The Death of a Civil Rights Icon




She was a major advocate for lgbt equality

By Steve Charing

Ironically, on the day Judge Samuel Alito was confirmed as justice to the Supreme Court, the civil rights movement lost one of its shining jewels. Coretta Scott King, widow of Dr. Martin Luther King, Jr., passed away on January 31 at the age of 78. She had suffered a severe stroke and heart attack in 2005.

You won’t see it in many of the obituaries that simultaneously expresses sadness for the loss and exults her life’s work in the civil rights movement, but Coretta Scott King was an enormous beacon in the quest for equality for lesbians and gays.

"Once in a lifetime God grants us with the ability to witness an extraordinary life dedicated to justice," said Human Rights Campaign President Joe Solmonese. "With Coretta Scott King and Dr. Martin Luther King Jr., God smiled on us and fortunately granted us two." He added, "She saw justice as a birthright and lent her voice as a relentless advocate for all fair-minded Americans, gay or straight, black or white."

Through the years, Mrs. King stood for lgbt rights when other leaders chose to side step the issue. She took the bold stance in equating the struggle for lgbt rights with the civil rights movement for African-Americans. In 1998, Mrs. King said, "I still hear people say that I should not be talking about the rights of lesbian and gay people and I should stick to the issue of racial justice. ... But I hasten to remind them that Martin Luther King Jr. said, ‘Injustice anywhere is a threat to justice everywhere.’"

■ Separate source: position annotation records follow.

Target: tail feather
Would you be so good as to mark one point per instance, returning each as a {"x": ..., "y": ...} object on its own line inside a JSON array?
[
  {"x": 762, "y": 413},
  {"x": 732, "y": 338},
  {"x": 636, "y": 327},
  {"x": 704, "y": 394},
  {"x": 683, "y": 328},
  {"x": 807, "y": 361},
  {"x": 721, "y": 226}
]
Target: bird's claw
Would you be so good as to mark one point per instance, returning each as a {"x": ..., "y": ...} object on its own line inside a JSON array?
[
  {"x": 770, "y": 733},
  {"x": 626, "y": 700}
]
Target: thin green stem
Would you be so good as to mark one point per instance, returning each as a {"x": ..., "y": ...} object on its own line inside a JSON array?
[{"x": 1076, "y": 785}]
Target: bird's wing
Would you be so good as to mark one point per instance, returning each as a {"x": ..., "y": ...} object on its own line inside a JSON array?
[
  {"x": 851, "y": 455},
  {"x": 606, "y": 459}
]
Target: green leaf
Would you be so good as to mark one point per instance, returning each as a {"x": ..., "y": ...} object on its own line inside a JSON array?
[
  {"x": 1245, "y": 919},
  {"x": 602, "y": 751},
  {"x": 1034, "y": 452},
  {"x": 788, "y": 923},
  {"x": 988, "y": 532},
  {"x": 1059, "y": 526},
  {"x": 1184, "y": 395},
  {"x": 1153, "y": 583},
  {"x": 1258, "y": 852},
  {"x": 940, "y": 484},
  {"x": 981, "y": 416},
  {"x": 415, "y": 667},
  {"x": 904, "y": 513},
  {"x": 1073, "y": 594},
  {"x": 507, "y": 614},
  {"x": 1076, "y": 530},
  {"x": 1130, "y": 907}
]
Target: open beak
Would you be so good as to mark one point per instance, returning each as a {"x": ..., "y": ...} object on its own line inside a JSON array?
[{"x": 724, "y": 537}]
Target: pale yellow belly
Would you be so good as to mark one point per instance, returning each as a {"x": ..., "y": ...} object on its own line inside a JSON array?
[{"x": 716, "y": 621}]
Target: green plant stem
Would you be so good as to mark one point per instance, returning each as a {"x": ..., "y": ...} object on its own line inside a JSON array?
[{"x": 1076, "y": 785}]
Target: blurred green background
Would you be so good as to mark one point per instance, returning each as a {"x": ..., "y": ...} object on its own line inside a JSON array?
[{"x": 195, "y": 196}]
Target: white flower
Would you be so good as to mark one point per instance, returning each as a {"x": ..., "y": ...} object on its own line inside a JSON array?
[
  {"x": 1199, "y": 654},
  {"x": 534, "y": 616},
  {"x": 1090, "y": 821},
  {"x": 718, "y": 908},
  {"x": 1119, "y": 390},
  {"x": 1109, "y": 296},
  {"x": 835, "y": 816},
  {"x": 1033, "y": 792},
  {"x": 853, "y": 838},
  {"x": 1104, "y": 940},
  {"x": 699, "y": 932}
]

"I appeal to everyone who believes in Martin Luther King Jr.'s dream to make room at the table of brother- and sisterhood for lesbian and gay people," she implored." Mrs. King resolutely supported ENDA, a federal bill prohibiting anti-gay discrimination.

Mrs. King was a mighty advocate for same-sex marriage and railed against constitutional amendments that would ban such marriages. "Gay and lesbian people have families, and their families should have legal protection, whether by marriage or civil union," she said in 2004. "A constitutional amendment banning same-sex marriages is a form of gay bashing and it would do nothing at all to protect traditional marriages."

Her passing is a loss for all humankind, but she left a legacy of being such a strong, graceful force for justice and equality. She will be dearly missed.